The chapter began with the problem of overfitting, a universal phenomenon by which models with more parameters fit a sample better, even when the additional parameters are meaningless. Two common tools were introduced to address overfitting: regularizing priors and estimates of out-of-sample accuracy (WAIC and PSIS). Regularizing priors reduce overfitting during estimation, and WAIC and PSIS help estimate the degree of overfitting. Practical functions compare in the rethinking package were introduced to help analyze collections of models fit to the same data. If you are after causal estimates, then these tools will mislead you. So models must be designed through some other method, not selected on the basis of out-of-sample predictive accuracy. But any causal estimate will still overfit the sample. So you always have to worry about overfitting, measuring it with WAIC/PSIS and reducing it with regularization.
Place each answer inside the code chunk (grey box). The code chunks should contain a text response or a code that completes/answers the question or activity requested. Make sure to include plots if the question requests them. Problems are labeled Easy (E), Medium (M), and Hard(H).
Finally, upon completion, name your final output .html file as: YourName_ANLY505-Year-Semester.html and publish the assignment to your R Pubs account and submit the link to Canvas. Each question is worth 5 points.
7E1. State the three motivating criteria that define information entropy. Try to express each in your own words.
# The first motivating criteria is information uncertainty is measured on a continuous scale with consistency of spacing between adjacent values.
# The second motivating criteria is uncertainty must be increasing with the number of possible outcomes
# The third motivating criteria is uncertainty should be additive for independent events in a way that it does not matter how the events are separated.
7E2. Suppose a coin is weighted such that, when it is tossed and lands on a table, it comes up heads 70% of the time. What is the entropy of this coin?
p <- c(0.7, 0.3)
-sum( p*log(p) )
## [1] 0.6108643
7E3. Suppose a four-sided die is loaded such that, when tossed onto a table, it shows “1” 20%, “2” 25%, “3” 25%, and “4” 30% of the time. What is the entropy of this die?
p2 <- c(0.2, 0.25, 0.25, 0.3)
-sum( p2*log(p2) )
## [1] 1.376227
7E4. Suppose another four-sided die is loaded such that it never shows “4”. The other three sides show equally often. What is the entropy of this die?
p3 <- c(1/3, 1/3, 1/3)
-sum( p3*log(p3) )
## [1] 1.098612
7M1. Write down and compare the definitions of AIC and WAIC. Which of these criteria is most general? Which assumptions are required to transform the more general criterion into a less general one?
#AIC is defined to be the sum of deviance of in sampling training data and twice the number of free parameters. The formula expression is D_train+2p. D_train represents in sample training deviance while p represent free parameters count
#WAIC is defined to be the difference between the sum of average likelihood of observations and the penalty term. The formula expression is −2(lppd−pWAIC).lppd represents in sample training deviance and pWAIC represents the log likelihood variance sum for every observation (also an estimate of free parameters in the model)

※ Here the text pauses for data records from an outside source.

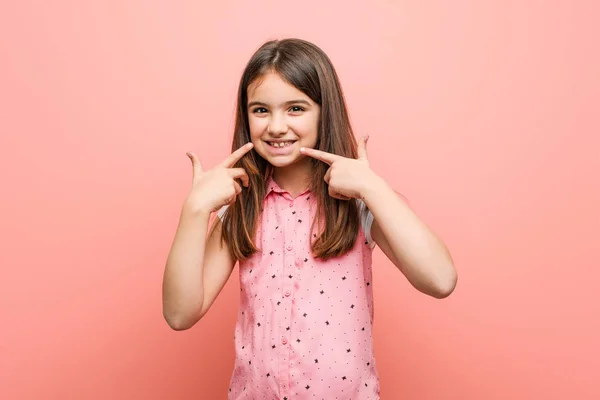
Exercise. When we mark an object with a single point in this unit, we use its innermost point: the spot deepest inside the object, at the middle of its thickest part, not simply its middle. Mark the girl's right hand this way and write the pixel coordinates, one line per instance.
(216, 187)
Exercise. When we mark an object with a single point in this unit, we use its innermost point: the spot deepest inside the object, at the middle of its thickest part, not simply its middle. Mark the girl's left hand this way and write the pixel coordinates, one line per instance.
(346, 177)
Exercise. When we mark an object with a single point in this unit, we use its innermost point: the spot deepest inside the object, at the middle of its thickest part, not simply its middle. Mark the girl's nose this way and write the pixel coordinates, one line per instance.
(277, 125)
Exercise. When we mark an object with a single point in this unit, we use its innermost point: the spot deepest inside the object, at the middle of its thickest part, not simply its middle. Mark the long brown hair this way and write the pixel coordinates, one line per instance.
(306, 67)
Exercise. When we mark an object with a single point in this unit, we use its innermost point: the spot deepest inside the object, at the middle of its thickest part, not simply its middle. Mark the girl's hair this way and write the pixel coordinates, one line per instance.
(306, 67)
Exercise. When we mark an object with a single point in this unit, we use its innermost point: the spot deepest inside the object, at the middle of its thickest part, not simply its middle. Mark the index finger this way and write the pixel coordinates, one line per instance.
(327, 158)
(236, 155)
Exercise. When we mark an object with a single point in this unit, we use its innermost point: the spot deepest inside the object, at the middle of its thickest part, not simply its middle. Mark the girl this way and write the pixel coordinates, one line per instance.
(301, 211)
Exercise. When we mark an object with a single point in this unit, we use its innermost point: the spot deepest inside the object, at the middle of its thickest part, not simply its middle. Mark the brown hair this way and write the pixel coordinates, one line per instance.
(306, 67)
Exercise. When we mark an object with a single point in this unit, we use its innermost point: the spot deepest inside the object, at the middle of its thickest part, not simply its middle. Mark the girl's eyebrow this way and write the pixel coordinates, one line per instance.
(260, 103)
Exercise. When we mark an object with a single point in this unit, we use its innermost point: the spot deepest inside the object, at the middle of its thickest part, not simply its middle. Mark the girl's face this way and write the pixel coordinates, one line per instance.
(282, 119)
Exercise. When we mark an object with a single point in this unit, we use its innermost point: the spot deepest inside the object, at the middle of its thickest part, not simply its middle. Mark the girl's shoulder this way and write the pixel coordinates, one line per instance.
(366, 221)
(365, 216)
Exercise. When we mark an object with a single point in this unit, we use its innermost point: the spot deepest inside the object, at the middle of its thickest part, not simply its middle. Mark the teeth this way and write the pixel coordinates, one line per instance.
(281, 144)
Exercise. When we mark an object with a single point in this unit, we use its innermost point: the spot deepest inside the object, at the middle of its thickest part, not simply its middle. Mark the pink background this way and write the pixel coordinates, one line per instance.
(483, 113)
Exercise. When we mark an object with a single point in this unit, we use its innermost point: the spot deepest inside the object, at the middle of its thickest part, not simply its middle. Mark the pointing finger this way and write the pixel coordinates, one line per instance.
(327, 158)
(236, 155)
(196, 164)
(362, 147)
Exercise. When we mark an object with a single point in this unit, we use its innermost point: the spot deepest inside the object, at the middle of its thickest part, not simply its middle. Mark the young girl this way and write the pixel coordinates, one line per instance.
(301, 211)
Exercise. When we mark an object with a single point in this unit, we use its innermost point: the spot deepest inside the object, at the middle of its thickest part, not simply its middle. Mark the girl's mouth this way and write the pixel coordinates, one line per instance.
(280, 145)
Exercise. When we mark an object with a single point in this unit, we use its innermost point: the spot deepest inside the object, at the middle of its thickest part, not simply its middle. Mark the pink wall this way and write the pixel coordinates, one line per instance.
(484, 114)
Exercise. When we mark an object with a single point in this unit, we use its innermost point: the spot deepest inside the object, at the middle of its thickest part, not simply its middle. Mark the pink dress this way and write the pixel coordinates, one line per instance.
(304, 326)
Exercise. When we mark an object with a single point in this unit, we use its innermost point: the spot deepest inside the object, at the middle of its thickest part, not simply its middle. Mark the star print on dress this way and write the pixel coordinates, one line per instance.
(304, 323)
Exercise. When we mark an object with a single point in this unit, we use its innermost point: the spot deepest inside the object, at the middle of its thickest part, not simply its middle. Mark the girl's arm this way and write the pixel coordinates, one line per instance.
(196, 271)
(403, 237)
(408, 242)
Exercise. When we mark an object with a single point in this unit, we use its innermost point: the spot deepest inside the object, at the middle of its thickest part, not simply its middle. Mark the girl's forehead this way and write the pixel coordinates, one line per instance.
(272, 88)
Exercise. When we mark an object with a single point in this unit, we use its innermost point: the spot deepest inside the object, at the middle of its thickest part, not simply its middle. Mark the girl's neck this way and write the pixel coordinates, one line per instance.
(294, 178)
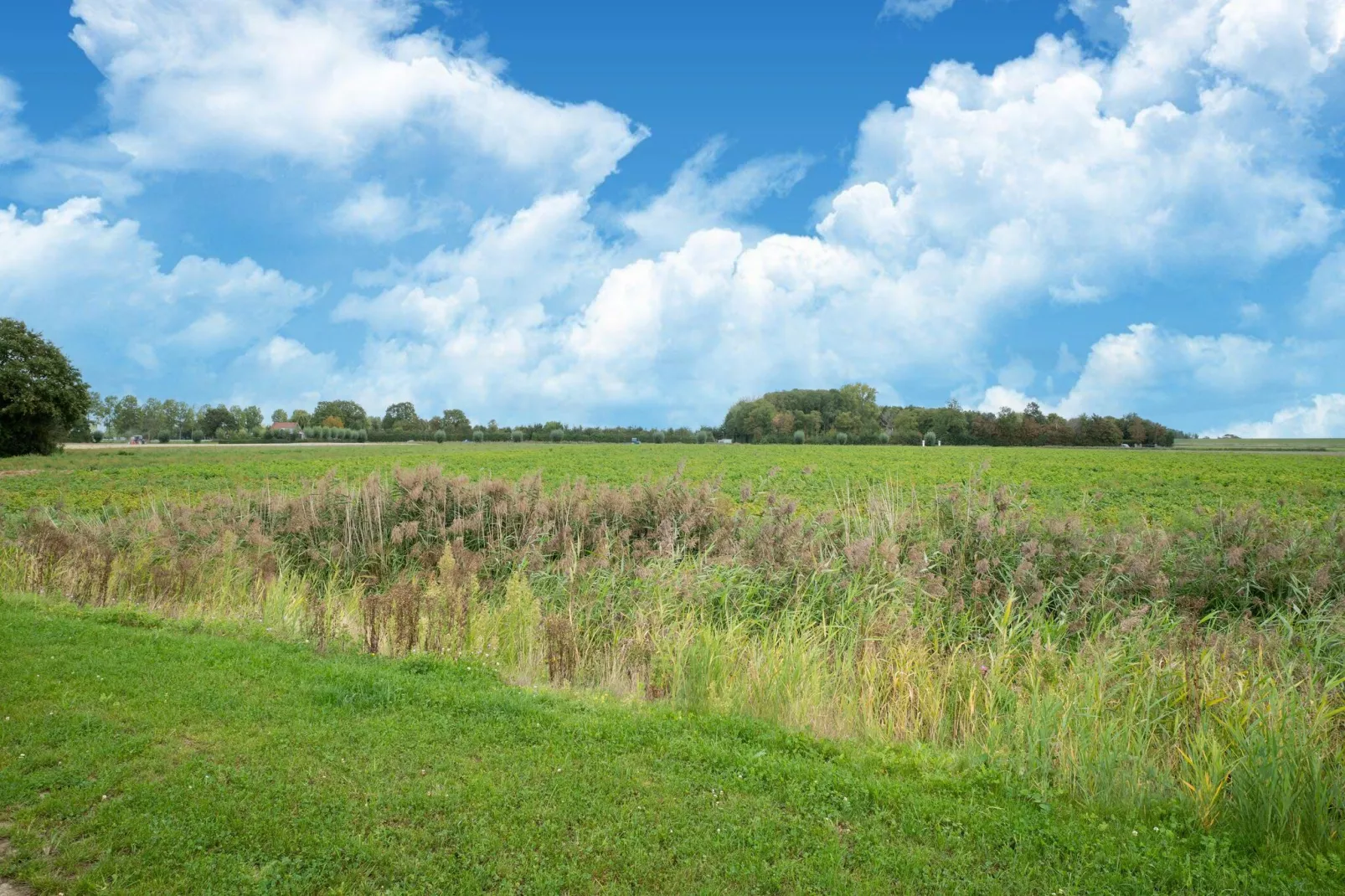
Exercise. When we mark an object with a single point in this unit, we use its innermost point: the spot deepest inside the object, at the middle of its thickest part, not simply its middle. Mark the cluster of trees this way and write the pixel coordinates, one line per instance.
(853, 415)
(124, 416)
(44, 399)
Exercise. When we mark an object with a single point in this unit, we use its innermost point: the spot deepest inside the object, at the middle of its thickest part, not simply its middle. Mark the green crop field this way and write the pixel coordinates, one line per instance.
(544, 667)
(1107, 485)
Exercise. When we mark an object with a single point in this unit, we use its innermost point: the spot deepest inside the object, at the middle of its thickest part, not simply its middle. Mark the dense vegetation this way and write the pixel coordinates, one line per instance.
(137, 758)
(42, 397)
(1099, 486)
(1183, 676)
(852, 415)
(832, 416)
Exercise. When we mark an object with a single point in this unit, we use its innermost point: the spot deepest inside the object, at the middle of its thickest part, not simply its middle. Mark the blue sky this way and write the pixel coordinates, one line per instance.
(639, 213)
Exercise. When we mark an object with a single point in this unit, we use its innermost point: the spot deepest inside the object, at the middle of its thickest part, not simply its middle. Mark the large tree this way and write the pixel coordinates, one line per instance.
(401, 416)
(42, 396)
(351, 415)
(217, 421)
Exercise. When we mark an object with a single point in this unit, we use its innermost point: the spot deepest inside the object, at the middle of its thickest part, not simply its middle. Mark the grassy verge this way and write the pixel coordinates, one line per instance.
(137, 756)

#WAIC is the most general. To transform from the more general criterion into a less general one, we must assume two things:
#1 We must assume posterior distribution is Gaussian
#2 We must assume the priors are flat
7M2. Explain the difference between model selection and model comparison. What information is lost under model selection?
# Model selection is to choose the model with the lowest information criterion value and discard other models with higher values. In contrast, model comparison utilize and analyze multiple models in making predictions. Under model selection, information about relative model accuracy included in the differences among information criterion values is lost as only one model is chosen and all the others are discarded.
7M3. When comparing models with an information criterion, why must all models be fit to exactly the same observations? What would happen to the information criterion values, if the models were fit to different numbers of observations? Perform some experiments, if you are not sure.
#Information criteria is based on deviance, which is a sum instead of average. So if models are fitted to different numbers of observations, models with more observations will have higher deviances and therefore, lead to unfair comparison between models.
7M4. What happens to the effective number of parameters, as measured by PSIS or WAIC, as a prior becomes more concentrated? Why? Perform some experiments, if you are not sure.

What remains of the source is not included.